How Ken Thompson’s Quest for Fun Shaped UNIX, C, and Go
Ken Thompson’s remarkable journey—from early fascination with binary numbers, through winning the Turing Award, building UNIX at Bell Labs, influencing the creation of C, co‑designing Go at Google, and even piloting a MiG‑29—illustrates how curiosity and playfulness can drive lasting innovations in computer science.

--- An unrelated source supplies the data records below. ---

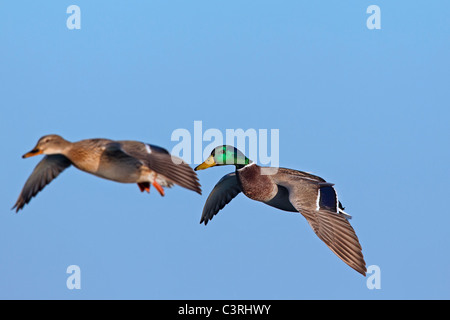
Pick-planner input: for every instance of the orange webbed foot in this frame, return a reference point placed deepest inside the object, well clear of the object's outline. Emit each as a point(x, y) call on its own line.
point(159, 188)
point(144, 186)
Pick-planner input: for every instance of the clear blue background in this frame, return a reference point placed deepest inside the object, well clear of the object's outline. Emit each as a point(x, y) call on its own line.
point(366, 109)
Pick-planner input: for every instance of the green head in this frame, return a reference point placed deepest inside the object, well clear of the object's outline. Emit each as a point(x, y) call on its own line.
point(225, 155)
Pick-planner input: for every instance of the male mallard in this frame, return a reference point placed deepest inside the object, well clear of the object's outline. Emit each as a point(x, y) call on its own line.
point(288, 190)
point(121, 161)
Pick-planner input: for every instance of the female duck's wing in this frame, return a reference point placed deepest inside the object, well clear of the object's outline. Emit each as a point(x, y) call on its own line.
point(45, 171)
point(324, 217)
point(224, 191)
point(162, 162)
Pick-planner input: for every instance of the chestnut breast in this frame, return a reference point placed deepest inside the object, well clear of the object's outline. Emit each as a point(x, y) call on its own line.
point(256, 186)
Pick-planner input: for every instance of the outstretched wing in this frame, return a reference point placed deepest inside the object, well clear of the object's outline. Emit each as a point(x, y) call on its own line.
point(224, 191)
point(320, 208)
point(45, 171)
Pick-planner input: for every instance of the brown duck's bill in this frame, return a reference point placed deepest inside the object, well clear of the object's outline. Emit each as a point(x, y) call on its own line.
point(208, 163)
point(32, 153)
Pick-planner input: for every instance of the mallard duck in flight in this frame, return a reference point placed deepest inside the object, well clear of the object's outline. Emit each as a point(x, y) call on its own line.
point(288, 190)
point(121, 161)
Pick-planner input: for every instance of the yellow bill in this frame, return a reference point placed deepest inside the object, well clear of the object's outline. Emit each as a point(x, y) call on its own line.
point(208, 163)
point(32, 153)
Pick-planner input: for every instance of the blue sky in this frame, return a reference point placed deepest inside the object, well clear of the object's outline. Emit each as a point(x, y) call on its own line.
point(364, 109)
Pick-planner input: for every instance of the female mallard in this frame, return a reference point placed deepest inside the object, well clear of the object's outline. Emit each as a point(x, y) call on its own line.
point(121, 161)
point(288, 190)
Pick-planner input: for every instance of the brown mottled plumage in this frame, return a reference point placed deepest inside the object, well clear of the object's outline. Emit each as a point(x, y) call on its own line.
point(289, 190)
point(120, 161)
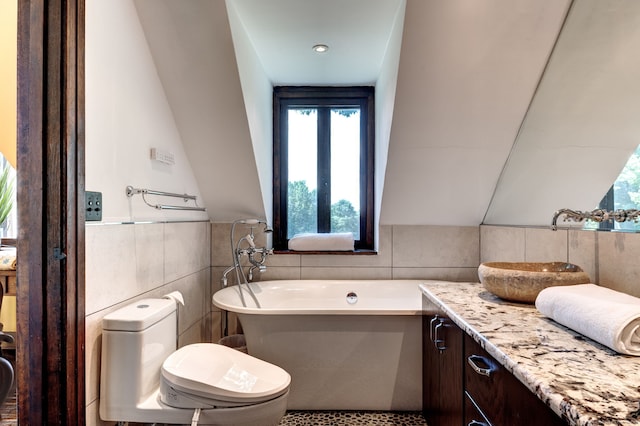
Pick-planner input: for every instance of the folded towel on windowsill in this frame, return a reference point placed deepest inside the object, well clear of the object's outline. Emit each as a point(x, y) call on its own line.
point(342, 241)
point(604, 315)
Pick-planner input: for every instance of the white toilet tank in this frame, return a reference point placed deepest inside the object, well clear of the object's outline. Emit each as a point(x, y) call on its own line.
point(136, 340)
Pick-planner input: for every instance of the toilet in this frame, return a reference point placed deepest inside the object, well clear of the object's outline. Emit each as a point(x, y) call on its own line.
point(145, 379)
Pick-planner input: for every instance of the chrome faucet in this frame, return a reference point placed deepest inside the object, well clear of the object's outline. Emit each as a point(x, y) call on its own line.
point(597, 215)
point(225, 273)
point(246, 246)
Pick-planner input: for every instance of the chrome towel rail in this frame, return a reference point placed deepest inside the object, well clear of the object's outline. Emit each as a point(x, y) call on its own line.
point(131, 191)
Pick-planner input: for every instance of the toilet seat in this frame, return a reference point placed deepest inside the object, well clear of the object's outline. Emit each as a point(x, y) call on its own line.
point(208, 375)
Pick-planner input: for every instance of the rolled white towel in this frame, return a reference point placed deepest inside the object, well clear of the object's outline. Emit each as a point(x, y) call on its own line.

1. Early Life and Turing Award
Ken Thompson was born in 1943, showed an early fascination with binary numbers, excelled in school, and earned a B.S. in Electrical Engineering from UC Berkeley. In 1983 the ACM awarded him and Dennis Ritchie the Turing Award for their work on generic operating system theory and the implementation of UNIX.
2. Joining Bell Labs
After completing his graduate studies in a single year, Thompson joined Bell Labs, attracted by its legendary researchers. He eventually accepted an offer and began working there.
3. The Multics Project
In 1966 Thompson and Ritchie were assigned to the ambitious Multics operating‑system project, which aimed to create a multi‑user, multitasking system. The project suffered from excessive perfectionism, long development cycles and high costs, leading Bell Labs to abandon it in 1969.
4. Building UNIX
Motivated to continue playing games on a computer, Thompson stole a PDP‑7, rewrote his game, and within a month wrote a complete operating‑system kernel, file system, editor, and compiler. He named it UNICS, later renamed UNIX.
5. UNIX and the Birth of C
In 1973 UNIX was presented at an IBM OS symposium, impressing the audience. To improve portability, Dennis Ritchie created the C language, which became the implementation language for UNIX, establishing a lasting partnership that made both technologies dominant.
6. Hacker Backdoors
Thompson left a hidden backdoor in UNIX that allowed him to access colleagues’ accounts. He later revealed that the backdoor resided not in the UNIX source but in the C compiler he had written, demonstrating his deep understanding of the toolchain.
7. Google and Go
After retiring from Bell Labs in 2000, Thompson joined Google in 2006, where he co‑designed the Go programming language (Golang) alongside Rob Pike and Robert Griesemer, combining the performance of C with the productivity of higher‑level languages.
8. Aviation Hobby
Beyond programming, Thompson is an avid pilot, holding a private pilot’s license and even flying a MiG‑29 in Moscow in 1992. He enjoys flying in his spare time, illustrating his “work hard, play harder” philosophy.
Conclusion
Ken Thompson’s contributions span operating‑system theory, the creation of UNIX, the B and C languages, UTF‑8, the ed editor, and the Go language. His career demonstrates how curiosity, technical mastery, and a playful spirit can drive lasting innovations in computing.